Imagine you live in a terrific neighborhood backed right up to a large wilderness. This heavily forested area has inside of it grown up a tremendous amount of underbrush. The local government, concerned for your property as well as those of you neighbors, starts making noises about taking care of the issue before it dries out and a wildfire starts and gets out of control.

Intending on undertaking a controlled burn at some point, residents become more and more nervous. Their unease is not about the brush behind their houses, they think it’s nowhere near much of a problem, more so about how the local government has tended to mishandle fires in the past.

What keeps them from doing so is continuation of clouds and the occasional rain. So long as it is cloudy, they have been content if agitated to let things stay as they are. The government’s forecasters, however, see the faint glimmer of sun way off in the distance and are convinced much drier and hotter conditions are surely coming. They constantly recommend immediate and even forceful mitigation before it is too late. Waiting for all the clouds to part, they say, risks allowing the worst conditions to develop.

The local insurance salesman is about the only happy person in the area, doing a robust business the more it looks like the government will take action. People are buying home owner’s insurance and adding to existing policies not because they agree with government forecasters about sunny days ahead; rather, they buy it out of fear that a few cloudless days in a row might be enough to convince the government to carry out its woolgathering plans.

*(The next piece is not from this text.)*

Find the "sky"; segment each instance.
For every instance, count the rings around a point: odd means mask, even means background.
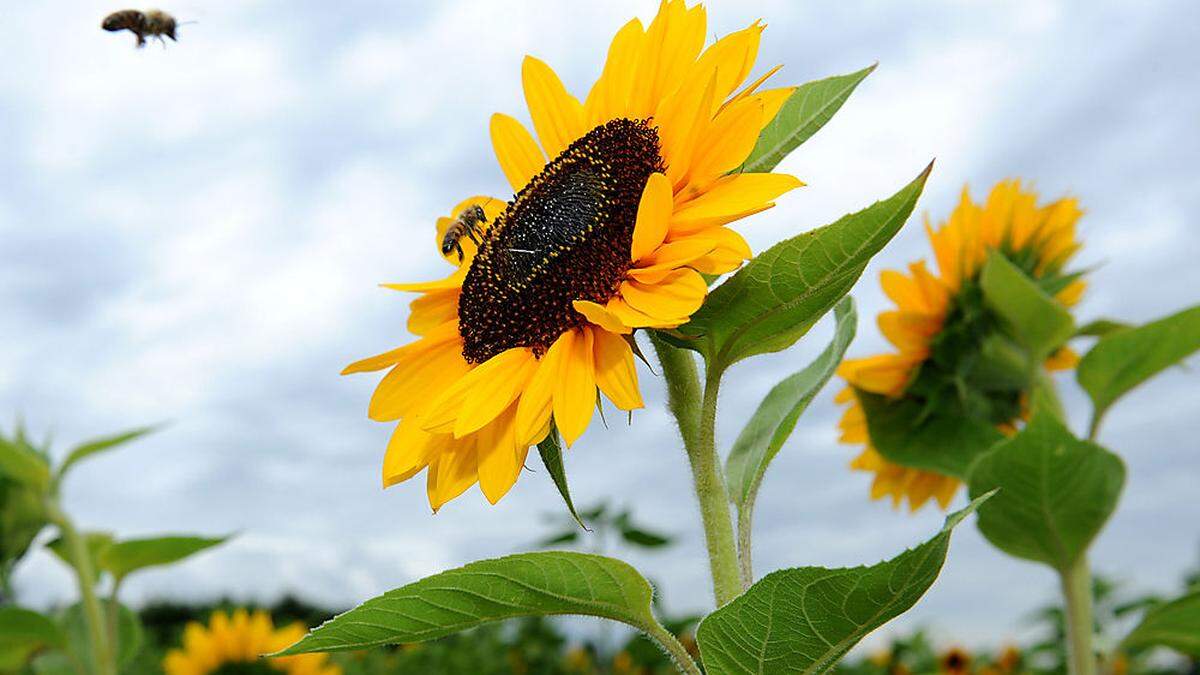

This is what passes for hawkishness in 2018. This crude analogy is the bond market (neighbors) selling off (insurance) over the Fed (local government) acting on dubious information without obvious negatives (clouds) that have kept them reluctantly on hold. The central banker is predisposed to the positive because that’s in the modern age his whole evaluation. Bernanke was lucky in that someone came up with “jobs saved” so as to allow a much-reduced standard for success.